しかしここで考えなければならないことがある。それは、どこかしらのタイミングで奴らに戦果を上げさせてやらねばならないということだ。
ダンジョンにやって来る冒険者たちを返り討ちにし続けていれば、来る冒険者たちのランクはどんどん上がっていく。やりすぎて冒険者ギルドの、このダンジョンに対する危険度認定が高まり過ぎると、第二階層での『古代遺跡を研究させてダンジョン攻略を遅らせよう大作戦』が意味を成さなくなる恐れがある。
そんな状況だけは避けねばならないため、最低でも冒険者たちの討伐目標になるであろうホブゴブリン二体は狩らせてやらねばならないのだ。
他に選択肢は無かったとコアは考えている。ホブゴブリンを向かわせていなかったら、冒険者たちは泉にいるサハギンを見つけていたはずだ。ダンジョンの半分を過ぎて調査していたことを鑑みればその可能性は非常に高かった。プチワームを発見した時の冒険者は大分慌てた様子を見せていた。その上で更に新しいモンスターが出現したとなれば、いきなり大事に発展しかねない。そこで大人しく引き返せばまだいいが、それより先に進めば今度は第二階層への階段がある。不味いのは言うまでもない。
コアは未来のことも考慮して最善の選択をしたつもりだ。
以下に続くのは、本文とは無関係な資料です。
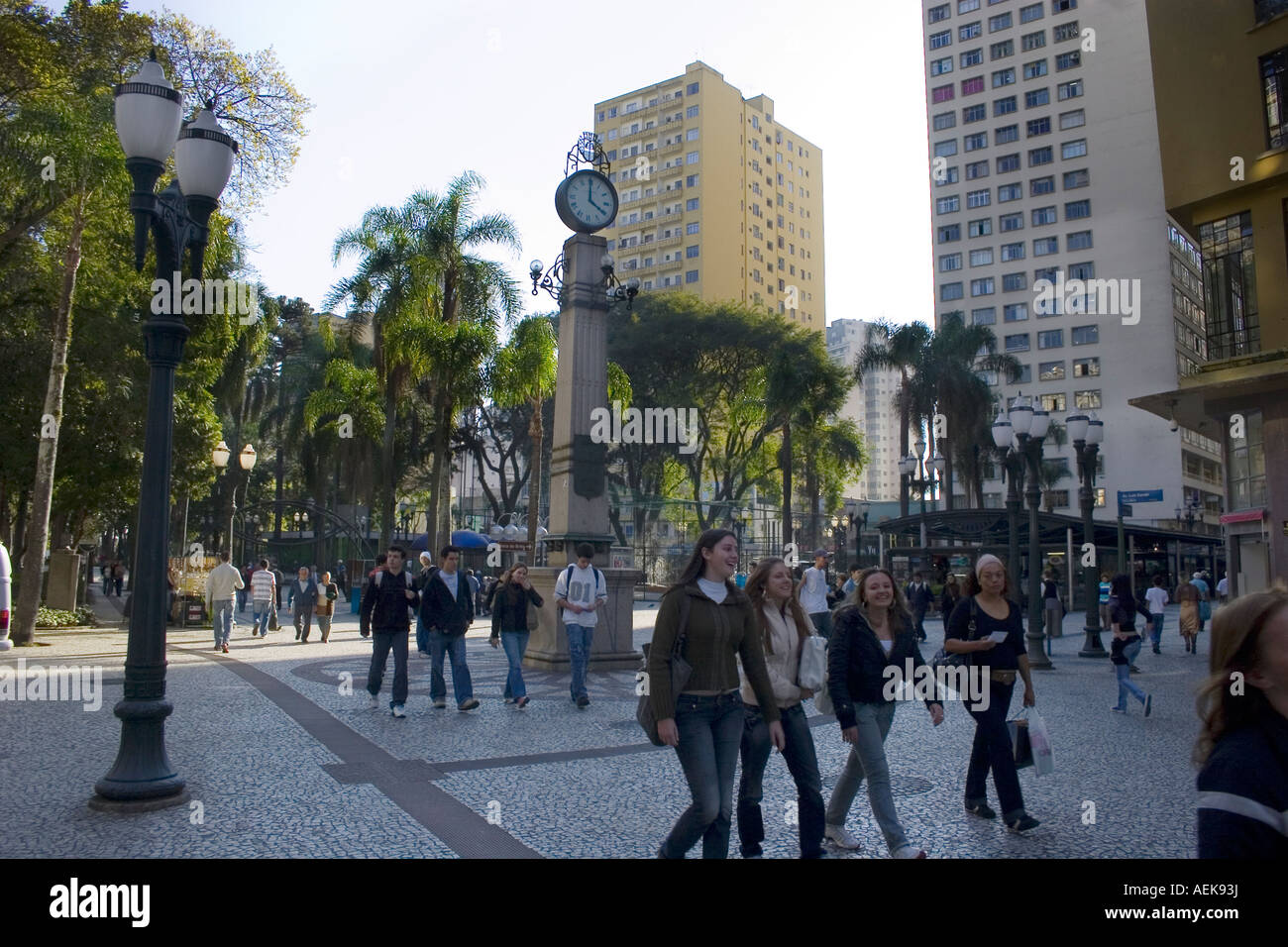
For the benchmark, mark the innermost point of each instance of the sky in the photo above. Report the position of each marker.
(410, 94)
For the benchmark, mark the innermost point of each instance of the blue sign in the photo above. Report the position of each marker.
(1127, 496)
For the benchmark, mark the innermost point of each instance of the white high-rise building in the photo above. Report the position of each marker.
(871, 406)
(1044, 169)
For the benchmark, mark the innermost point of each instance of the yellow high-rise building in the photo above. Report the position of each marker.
(716, 196)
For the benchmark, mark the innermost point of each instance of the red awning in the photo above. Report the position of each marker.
(1244, 517)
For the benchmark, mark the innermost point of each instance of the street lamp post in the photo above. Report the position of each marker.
(149, 114)
(1087, 433)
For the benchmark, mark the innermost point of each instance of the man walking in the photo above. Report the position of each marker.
(222, 583)
(263, 592)
(447, 609)
(580, 590)
(811, 592)
(304, 598)
(384, 611)
(918, 595)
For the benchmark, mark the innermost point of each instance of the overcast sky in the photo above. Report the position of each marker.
(407, 94)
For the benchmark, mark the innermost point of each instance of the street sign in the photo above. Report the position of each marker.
(1129, 496)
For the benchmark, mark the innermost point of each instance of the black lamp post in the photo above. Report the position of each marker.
(1087, 432)
(149, 125)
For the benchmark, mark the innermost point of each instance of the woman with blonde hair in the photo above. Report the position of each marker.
(871, 633)
(785, 628)
(1243, 745)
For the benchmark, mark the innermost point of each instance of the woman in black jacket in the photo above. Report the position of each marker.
(510, 628)
(872, 643)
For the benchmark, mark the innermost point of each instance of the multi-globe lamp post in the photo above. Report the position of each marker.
(149, 124)
(1021, 431)
(1087, 432)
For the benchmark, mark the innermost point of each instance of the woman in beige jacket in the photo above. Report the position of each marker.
(785, 626)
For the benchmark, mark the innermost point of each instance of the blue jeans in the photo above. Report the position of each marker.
(222, 612)
(262, 609)
(709, 733)
(802, 763)
(452, 646)
(515, 643)
(579, 656)
(1124, 672)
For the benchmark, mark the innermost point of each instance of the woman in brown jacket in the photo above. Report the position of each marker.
(704, 720)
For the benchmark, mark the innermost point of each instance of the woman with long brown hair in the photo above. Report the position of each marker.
(704, 720)
(784, 626)
(987, 609)
(871, 633)
(1243, 745)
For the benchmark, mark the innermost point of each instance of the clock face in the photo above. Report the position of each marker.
(587, 201)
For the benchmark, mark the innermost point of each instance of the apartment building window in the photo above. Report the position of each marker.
(1229, 286)
(1085, 335)
(1086, 368)
(1054, 403)
(1043, 215)
(1076, 179)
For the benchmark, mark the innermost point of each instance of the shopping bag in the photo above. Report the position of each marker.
(812, 667)
(1039, 740)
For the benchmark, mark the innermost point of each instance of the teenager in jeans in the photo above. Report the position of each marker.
(1126, 644)
(784, 628)
(510, 628)
(990, 609)
(872, 634)
(704, 723)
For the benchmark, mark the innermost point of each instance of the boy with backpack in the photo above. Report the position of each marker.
(580, 590)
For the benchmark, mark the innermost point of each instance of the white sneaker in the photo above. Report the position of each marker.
(840, 838)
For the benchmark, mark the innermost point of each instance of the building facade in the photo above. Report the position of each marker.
(717, 197)
(1050, 227)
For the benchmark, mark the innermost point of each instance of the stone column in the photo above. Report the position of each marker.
(579, 499)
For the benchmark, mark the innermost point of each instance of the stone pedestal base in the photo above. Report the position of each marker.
(613, 646)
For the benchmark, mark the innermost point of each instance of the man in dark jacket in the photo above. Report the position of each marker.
(384, 609)
(447, 609)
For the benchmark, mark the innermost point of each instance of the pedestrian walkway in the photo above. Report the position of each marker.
(283, 759)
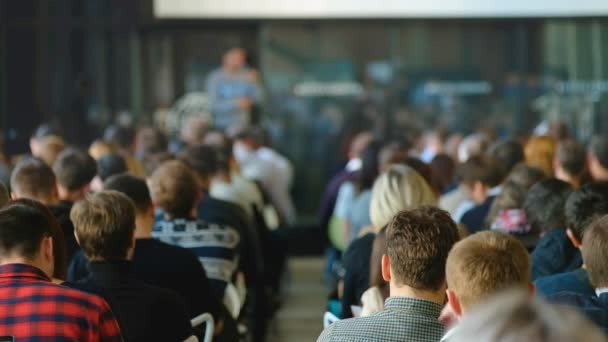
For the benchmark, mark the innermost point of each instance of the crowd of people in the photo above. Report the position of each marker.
(469, 239)
(132, 239)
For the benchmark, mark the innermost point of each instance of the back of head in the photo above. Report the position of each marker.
(599, 151)
(418, 242)
(595, 253)
(540, 151)
(480, 169)
(104, 223)
(74, 169)
(508, 153)
(174, 189)
(585, 205)
(133, 187)
(121, 135)
(33, 178)
(483, 264)
(571, 157)
(473, 145)
(514, 316)
(22, 229)
(399, 188)
(202, 159)
(544, 204)
(109, 165)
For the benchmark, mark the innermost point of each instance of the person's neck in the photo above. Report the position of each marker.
(409, 292)
(143, 228)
その選択の結果、ホブゴブリンが犠牲になるだろうこともわかっていて選んだ。しかし、あまりにも惜しい。
このホブゴブリンたちはコアが手塩にかけて育て上げた精鋭の二体だ。他に代わりとなるホブゴブリンがいれば、まだ、まだマシだったが、現在ゴブリンたちは武器を使用しての試合しかさせていない。おそらくホブゴブリンには進化しない上に、なかなか新しく進化する個体が出てこない状況だ。
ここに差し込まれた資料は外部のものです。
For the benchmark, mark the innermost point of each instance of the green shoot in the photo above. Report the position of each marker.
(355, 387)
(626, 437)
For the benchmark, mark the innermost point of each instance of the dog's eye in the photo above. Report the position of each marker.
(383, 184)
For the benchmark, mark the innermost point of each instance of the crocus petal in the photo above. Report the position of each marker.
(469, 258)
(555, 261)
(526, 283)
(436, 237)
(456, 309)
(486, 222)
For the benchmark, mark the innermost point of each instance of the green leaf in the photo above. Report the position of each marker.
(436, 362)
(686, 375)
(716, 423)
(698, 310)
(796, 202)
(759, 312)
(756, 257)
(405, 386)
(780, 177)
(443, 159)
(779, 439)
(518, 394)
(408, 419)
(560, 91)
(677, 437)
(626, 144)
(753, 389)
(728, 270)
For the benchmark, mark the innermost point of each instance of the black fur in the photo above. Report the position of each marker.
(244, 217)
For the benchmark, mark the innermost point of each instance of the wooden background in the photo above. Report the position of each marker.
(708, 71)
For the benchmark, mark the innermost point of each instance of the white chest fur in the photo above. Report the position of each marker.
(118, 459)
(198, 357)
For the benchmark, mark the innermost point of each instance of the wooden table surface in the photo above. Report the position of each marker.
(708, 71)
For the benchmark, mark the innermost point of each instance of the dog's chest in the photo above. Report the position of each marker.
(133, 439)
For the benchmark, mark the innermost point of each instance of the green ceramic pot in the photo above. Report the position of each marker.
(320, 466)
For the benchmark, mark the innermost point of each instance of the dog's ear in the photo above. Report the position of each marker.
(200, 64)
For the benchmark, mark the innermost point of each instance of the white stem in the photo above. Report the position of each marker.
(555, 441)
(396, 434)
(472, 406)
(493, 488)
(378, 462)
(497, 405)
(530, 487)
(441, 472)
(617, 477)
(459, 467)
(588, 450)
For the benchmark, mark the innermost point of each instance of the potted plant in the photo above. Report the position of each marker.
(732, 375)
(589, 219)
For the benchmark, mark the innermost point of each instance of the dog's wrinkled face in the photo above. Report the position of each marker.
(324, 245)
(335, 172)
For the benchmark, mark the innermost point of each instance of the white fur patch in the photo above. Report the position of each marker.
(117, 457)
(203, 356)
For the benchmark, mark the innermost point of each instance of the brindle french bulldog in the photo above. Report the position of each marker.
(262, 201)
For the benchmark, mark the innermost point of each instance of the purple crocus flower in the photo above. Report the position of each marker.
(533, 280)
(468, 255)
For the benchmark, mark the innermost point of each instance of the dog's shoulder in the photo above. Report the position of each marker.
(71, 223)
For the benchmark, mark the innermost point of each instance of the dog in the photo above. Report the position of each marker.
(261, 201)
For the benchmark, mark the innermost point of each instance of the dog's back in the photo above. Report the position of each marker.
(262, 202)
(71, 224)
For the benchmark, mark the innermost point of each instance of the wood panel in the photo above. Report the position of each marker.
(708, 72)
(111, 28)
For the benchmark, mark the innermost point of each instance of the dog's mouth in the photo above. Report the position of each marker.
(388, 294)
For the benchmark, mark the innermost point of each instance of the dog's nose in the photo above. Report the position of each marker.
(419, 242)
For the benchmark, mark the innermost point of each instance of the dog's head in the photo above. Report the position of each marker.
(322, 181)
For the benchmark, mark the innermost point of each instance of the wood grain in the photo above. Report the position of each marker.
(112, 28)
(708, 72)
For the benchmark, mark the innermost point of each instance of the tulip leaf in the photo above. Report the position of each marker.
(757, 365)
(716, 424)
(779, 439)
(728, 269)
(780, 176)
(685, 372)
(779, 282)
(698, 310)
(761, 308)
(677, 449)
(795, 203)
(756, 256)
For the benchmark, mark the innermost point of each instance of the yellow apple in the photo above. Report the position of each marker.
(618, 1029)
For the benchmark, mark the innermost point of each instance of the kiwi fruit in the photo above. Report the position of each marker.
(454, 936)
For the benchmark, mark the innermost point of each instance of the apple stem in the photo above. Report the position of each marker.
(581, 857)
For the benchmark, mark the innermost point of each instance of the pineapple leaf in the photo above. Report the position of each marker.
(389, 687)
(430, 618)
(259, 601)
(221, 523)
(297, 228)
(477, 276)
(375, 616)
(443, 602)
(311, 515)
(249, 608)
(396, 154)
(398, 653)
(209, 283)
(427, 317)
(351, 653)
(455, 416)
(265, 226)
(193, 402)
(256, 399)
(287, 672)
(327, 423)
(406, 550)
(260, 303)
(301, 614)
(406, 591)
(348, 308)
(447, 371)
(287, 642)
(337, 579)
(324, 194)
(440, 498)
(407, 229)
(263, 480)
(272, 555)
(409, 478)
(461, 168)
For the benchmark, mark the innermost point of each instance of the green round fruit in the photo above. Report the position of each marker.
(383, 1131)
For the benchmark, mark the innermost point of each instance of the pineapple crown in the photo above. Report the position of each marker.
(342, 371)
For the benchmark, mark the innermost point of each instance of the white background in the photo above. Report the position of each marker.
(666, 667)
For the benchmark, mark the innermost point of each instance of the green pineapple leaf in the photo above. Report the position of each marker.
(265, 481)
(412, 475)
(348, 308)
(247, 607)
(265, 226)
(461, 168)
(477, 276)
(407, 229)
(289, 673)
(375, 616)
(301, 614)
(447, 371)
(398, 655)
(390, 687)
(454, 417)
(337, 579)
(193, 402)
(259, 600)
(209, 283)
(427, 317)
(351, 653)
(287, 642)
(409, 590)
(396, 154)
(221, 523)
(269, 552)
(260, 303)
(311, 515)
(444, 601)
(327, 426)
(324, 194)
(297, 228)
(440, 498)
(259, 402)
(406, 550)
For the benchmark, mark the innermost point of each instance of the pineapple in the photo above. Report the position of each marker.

ダンジョンエネルギーの観点からスポーン分だけでの強化になっているのだが、ある程度強くなったゴブリンがいたとしても、武器を使っている都合上、運悪く一発逆転が起きてしまい、進化まで漕ぎ着けられるものがいないのだ。
そんな状態なので精鋭ホブゴブリンは貴重な存在となっている。それに、ファンタジーが現実の世界となったコアにとって、モンスターに対する愛着はひとしおだった。心理的な苦しさがコアを苛む。
(だが、大局を見誤ってはいけない……)
避けられない犠牲ならば、せめて少しでも人間共からエネルギーを回収してやろう。コアはそう心に決める。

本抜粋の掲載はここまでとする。